Ramon did not die instantly when the World Trade Center was attacked on September 11, 2001. First, he suffered severe burns, and then humiliation. He was mistakenly turned over to a Chinese family, recalled Nenita. “He died on September 15; we buried my husband after 10 days.”

Ramon and 20 other Filipinos were among the nearly 3,000 people who perished in 9/11. Their lives were remembered in nuggets of narratives read in a solemn ceremony marked by music and spoken word performances. The Tenth Anniversary Tribute for Filipino American Families was a collaboration by 15 community organizations led by the Filipino American National Historical Society of Metro New York.

“This time of the year is never easy for any of us,” intoned Dr. Kevin Nadal, president of the FANHS-Metro NY, who lost an uncle to the historic tragedy. It is a time, he said, when Filipinos saw their homes crumble and their dreams crushed. “Many of them immigrated to this country in search of a better life. Many of them were young professionals who were just getting their lives started.”
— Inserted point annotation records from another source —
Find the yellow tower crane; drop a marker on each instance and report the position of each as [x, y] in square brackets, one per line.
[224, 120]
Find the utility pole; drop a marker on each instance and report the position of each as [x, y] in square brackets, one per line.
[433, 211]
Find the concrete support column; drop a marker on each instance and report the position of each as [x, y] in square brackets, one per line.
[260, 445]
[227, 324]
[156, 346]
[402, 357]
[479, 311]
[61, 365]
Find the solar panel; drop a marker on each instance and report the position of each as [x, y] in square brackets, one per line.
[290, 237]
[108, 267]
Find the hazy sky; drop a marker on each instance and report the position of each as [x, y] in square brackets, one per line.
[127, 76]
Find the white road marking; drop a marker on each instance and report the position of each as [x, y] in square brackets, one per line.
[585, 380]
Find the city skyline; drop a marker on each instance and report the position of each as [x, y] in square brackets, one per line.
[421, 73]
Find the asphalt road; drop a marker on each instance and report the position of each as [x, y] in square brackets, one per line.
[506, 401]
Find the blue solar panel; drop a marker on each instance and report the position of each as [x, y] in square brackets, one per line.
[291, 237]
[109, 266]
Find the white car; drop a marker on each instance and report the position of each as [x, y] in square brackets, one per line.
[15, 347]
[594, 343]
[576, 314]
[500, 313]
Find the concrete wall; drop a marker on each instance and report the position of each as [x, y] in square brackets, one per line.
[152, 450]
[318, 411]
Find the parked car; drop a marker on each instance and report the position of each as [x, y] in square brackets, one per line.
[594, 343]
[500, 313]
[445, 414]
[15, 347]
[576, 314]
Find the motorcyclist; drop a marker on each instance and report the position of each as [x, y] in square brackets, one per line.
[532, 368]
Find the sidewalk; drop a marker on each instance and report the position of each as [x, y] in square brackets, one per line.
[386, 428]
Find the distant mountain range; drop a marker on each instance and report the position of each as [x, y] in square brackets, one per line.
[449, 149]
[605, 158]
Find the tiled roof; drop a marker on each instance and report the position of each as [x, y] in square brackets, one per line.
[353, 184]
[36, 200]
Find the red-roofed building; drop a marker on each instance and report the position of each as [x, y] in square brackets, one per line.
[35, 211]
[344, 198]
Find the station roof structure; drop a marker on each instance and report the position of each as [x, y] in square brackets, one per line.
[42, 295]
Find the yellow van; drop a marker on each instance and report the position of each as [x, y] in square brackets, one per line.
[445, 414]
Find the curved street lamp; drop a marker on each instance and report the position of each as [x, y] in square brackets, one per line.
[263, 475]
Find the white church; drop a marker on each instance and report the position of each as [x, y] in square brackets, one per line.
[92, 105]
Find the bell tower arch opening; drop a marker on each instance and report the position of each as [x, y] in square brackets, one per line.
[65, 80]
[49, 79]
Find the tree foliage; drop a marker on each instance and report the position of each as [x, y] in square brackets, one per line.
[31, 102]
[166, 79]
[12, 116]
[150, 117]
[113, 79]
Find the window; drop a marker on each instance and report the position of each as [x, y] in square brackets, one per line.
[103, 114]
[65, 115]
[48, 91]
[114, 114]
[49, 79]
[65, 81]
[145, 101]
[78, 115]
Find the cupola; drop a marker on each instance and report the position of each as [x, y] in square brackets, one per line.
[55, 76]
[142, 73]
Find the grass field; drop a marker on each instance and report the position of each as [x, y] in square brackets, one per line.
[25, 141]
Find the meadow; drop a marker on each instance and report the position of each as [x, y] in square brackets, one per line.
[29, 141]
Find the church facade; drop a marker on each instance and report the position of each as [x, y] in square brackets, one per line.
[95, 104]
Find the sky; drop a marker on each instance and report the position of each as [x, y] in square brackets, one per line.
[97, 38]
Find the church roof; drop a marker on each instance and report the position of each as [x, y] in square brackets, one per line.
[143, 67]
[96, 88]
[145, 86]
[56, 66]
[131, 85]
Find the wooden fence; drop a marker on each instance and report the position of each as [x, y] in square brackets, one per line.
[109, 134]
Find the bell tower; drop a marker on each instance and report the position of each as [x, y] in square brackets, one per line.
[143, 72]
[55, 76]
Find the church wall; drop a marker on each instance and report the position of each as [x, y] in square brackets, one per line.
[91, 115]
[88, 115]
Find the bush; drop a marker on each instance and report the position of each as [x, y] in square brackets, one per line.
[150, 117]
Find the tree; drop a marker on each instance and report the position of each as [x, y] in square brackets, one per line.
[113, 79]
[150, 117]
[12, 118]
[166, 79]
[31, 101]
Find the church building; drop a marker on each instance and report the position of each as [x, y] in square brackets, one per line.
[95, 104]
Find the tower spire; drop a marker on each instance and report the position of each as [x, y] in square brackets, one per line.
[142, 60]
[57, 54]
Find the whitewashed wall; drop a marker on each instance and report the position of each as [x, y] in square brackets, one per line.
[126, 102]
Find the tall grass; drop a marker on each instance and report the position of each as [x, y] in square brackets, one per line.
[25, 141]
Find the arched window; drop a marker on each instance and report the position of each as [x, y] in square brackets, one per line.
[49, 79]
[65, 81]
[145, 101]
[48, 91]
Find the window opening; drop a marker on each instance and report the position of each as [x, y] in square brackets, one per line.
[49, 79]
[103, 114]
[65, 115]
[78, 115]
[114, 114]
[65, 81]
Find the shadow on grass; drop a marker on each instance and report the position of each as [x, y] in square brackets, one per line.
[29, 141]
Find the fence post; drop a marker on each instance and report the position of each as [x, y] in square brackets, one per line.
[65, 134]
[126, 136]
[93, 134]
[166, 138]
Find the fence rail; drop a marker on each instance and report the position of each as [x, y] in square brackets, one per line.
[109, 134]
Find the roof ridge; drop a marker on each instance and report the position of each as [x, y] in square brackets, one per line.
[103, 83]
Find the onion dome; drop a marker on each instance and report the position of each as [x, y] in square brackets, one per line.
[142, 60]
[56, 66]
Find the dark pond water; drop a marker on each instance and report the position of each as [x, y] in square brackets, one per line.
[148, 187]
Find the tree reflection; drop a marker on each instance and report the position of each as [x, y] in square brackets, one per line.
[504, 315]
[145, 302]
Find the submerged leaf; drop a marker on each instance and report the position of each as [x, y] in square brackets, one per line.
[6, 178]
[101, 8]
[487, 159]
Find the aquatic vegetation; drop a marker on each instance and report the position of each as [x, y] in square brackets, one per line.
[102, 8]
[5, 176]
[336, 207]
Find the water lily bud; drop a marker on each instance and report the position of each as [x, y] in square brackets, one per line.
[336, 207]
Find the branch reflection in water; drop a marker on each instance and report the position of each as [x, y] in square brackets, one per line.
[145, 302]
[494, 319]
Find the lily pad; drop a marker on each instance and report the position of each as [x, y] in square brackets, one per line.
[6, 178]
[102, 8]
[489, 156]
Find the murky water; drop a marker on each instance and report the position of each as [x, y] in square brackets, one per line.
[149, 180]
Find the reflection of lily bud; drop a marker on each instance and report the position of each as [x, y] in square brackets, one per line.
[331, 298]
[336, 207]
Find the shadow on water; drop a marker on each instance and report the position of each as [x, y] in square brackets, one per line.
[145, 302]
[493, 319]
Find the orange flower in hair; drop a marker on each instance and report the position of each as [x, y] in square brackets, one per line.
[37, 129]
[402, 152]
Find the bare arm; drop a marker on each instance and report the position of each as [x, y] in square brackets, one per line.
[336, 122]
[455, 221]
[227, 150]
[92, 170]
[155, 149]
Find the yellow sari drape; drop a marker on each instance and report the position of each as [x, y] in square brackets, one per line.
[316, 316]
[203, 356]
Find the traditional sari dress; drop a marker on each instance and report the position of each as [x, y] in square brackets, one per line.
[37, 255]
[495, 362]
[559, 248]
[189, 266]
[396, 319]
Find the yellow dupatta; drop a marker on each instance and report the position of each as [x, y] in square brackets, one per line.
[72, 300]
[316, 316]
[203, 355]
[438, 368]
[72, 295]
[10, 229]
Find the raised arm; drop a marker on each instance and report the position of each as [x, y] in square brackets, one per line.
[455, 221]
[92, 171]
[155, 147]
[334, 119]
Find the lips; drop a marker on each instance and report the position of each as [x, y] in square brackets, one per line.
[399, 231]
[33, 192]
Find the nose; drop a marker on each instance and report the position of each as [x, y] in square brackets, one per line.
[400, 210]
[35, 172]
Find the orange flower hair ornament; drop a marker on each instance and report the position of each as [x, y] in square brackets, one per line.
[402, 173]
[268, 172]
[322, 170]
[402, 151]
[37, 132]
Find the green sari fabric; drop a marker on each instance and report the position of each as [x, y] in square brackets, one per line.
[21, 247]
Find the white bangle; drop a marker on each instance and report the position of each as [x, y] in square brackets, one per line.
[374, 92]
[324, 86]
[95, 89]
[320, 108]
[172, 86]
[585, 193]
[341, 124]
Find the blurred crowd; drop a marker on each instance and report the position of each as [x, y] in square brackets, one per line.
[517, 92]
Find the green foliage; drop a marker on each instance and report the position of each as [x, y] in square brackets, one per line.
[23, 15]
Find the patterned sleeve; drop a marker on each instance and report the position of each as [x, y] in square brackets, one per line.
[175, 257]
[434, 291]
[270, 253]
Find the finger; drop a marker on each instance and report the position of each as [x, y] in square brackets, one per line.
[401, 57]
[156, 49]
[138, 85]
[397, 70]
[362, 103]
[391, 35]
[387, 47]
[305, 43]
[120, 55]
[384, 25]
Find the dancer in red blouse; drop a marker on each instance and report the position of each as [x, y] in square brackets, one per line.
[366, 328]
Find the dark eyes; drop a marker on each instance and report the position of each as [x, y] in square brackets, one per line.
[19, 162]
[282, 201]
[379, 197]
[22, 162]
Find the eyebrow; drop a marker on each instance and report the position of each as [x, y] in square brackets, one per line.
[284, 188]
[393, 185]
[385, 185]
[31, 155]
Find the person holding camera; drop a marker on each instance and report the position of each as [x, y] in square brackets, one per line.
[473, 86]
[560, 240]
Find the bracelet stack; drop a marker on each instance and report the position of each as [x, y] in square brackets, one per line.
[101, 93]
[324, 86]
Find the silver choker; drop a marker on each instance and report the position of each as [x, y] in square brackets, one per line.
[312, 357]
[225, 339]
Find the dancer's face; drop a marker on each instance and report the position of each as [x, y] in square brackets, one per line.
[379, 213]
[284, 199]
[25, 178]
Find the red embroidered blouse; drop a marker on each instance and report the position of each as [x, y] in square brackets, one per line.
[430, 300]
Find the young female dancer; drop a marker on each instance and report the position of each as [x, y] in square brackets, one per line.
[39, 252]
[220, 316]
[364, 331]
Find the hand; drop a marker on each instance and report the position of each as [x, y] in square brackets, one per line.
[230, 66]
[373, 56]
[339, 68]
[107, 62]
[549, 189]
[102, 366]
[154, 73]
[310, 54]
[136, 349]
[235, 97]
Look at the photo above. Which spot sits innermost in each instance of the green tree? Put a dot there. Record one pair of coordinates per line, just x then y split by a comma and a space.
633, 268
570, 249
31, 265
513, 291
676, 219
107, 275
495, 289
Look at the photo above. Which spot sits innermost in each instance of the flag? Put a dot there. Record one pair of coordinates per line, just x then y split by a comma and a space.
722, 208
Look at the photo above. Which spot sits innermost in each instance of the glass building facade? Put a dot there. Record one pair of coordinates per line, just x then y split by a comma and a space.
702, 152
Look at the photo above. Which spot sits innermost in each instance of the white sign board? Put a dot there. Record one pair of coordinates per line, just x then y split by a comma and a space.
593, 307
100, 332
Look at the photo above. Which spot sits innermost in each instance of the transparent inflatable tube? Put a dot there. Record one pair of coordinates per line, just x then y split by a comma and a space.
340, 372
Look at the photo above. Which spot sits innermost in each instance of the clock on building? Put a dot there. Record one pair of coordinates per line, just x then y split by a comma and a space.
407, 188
Grace Alegre Cua was one of them. She applied for an accounting job at Metropolitan Bank & Trust, but did not get the position in part because the hiring manager had a crush on her, and they married shortly after. “She didn’t get the job but found a husband,” the husband Ildefons Cua told The New York Times. She eventually found a job at another bank with offices at Two World Trade Center.

Another fatality was Marsh & McLennan accountant Cesar Alviar, a lover of ballroom dancing who always kissed his wife of 28 years before leaving the house to go to work. On September 11, he paused after the kiss “like he wanted to say something,” said his wife. But she was rushing, and did not find the time to listen to what he had to say.

Two families from New Jersey lost cousins Judy Fernandez and Ma. Theresa Santillan. They were among the 658 Cantor Fitzgerald employees whose lives were cut short in the horrific attacks. Ma. Theresa was planning her wedding for the following year, and Judy was to be her maid of honor.


Julian Tamayo recalled the music-filled life of his father, Hector, a civil engineer who worked at Two World Trade Center. His favorite song, “Today” by John Denver, was played during the ceremony. Julian said the song speaks so much of what his father’s life was about – relishing each day with friends and family “like it was always today.”

A video message of widower Rudy Abad paying tribute to his wife, Marie Rose, was aired. Rudy is back in the Philippines continuing the charity work begun by his wife. Marie Rose survived the 1993 attack on the WTC by walking down 110 stories, but stood no chance in 2001 when her building collapsed. Rudy has donated money to build homes for squatter families.

He said, “There are now thousands of families whose lives have changed because my wife died.”

The 21 Filipino victims of 9/11 are: Marie Rose Abad, Grace Alegre-Cua, Cesar Alviar, Marlyn Bautista, Cecile Caguicla, Jayceryll deChavez, Benilda Domingo, Judy Fernandez, Ronald Gamboa (who died with partner Daniel Brandhorst and their adopted son David Gamboa-Brandhorst), Ramon Grijalvo, Frederick Kuo Jr., Arnold Lim, Manuel Lopez, Ruben Ornedo, Carl Allen Peralta, Maria Theresa Santillan, Rufino Conrado Santos, David Marc Sullins, Larry Sumaya, Hector Tamayo, and Cynthia Betita Motus Wilson.

Cristina DC is the founding editor of The FilAm.